Imagine my surprise at seeing people walking into the building where I’d been directed to worship wearing yarmulkes and prayer shawls. Some of their children had blond peyes. Many of them were carrying kudu shofars. It turned out Bloemfontein has a burgeoning group of locals who celebrate every Jewish holiday and a lot more intently than I do—only they celebrate it in the name of Yeshuah. The Jews on the upswing in this part of South Africa are the ones for Jesus.
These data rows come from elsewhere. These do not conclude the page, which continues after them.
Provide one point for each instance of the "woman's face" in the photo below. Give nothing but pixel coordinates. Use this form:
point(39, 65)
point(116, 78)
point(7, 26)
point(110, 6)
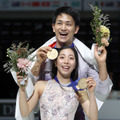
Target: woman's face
point(65, 62)
point(65, 29)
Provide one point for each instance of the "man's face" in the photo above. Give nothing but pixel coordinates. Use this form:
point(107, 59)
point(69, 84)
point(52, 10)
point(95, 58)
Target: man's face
point(64, 28)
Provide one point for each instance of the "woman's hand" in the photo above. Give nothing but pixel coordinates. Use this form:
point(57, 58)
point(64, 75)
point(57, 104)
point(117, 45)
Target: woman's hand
point(91, 84)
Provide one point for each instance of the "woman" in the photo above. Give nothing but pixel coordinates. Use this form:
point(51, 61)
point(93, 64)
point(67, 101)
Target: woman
point(58, 102)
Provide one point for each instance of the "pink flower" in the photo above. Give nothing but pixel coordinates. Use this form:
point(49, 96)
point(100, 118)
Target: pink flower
point(23, 63)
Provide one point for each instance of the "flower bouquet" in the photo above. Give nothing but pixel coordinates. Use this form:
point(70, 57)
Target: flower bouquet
point(100, 27)
point(19, 60)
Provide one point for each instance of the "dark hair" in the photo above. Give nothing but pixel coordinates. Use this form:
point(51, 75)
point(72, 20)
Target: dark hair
point(74, 74)
point(67, 10)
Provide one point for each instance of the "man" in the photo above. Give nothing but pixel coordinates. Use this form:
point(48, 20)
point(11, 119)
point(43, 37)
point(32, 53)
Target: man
point(65, 25)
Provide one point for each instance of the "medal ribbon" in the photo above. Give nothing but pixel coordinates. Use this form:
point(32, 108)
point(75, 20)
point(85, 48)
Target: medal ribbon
point(72, 84)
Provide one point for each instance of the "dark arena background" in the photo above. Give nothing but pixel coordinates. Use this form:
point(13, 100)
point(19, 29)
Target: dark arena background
point(30, 20)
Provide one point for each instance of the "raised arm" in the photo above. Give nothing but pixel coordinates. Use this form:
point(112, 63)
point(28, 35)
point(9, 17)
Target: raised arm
point(89, 104)
point(101, 60)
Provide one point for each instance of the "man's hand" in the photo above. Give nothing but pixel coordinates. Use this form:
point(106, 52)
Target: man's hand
point(101, 58)
point(42, 53)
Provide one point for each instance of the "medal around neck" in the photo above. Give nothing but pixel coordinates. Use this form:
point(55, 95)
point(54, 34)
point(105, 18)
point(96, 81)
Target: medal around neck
point(52, 54)
point(82, 83)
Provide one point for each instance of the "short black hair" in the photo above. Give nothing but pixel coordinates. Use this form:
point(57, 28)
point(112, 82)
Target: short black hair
point(74, 74)
point(67, 10)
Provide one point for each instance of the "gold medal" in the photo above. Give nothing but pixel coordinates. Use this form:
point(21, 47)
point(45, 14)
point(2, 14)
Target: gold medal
point(82, 83)
point(52, 54)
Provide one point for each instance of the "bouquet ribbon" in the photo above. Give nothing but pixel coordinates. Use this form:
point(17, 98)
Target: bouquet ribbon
point(72, 84)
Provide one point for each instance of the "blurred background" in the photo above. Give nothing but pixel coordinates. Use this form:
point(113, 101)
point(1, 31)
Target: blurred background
point(30, 20)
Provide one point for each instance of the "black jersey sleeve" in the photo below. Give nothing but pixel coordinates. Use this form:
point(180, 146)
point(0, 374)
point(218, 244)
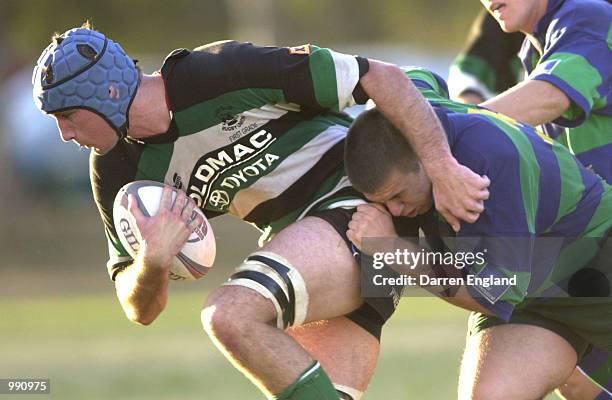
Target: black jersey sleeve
point(488, 63)
point(307, 75)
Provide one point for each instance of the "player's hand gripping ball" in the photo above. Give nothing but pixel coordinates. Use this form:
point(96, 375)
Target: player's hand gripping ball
point(197, 255)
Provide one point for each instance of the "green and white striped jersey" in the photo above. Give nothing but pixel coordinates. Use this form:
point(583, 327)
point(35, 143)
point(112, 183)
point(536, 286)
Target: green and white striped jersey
point(256, 132)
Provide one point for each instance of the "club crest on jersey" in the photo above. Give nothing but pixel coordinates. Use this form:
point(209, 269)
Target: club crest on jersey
point(302, 50)
point(230, 118)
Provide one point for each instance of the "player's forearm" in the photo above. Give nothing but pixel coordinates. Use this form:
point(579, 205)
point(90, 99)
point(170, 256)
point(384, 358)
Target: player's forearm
point(397, 98)
point(534, 102)
point(142, 288)
point(445, 278)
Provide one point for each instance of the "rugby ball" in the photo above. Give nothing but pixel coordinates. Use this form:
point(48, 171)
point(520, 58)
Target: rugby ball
point(195, 258)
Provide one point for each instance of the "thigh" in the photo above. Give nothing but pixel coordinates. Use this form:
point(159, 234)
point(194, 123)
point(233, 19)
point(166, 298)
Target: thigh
point(321, 256)
point(347, 352)
point(579, 387)
point(514, 361)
Before the service began, I met their spiritual leader, who introduced himself as “Da-VEET.” He told me he grew up snug in the crucible of the Afrikaner community’s strict Calvinist faith and yet was always troubled by a mystery: Why was he circumcised, when other Afrikaner boys were not? Around the time his wife started to take an independent interest in Messianic Judaism, David learned that an ancestor of his had been a Jewish emigrant to South Africa from Lithuania. Everything began to come together. “Baruch Ha Shem,” murmured David’s co-leader Theo.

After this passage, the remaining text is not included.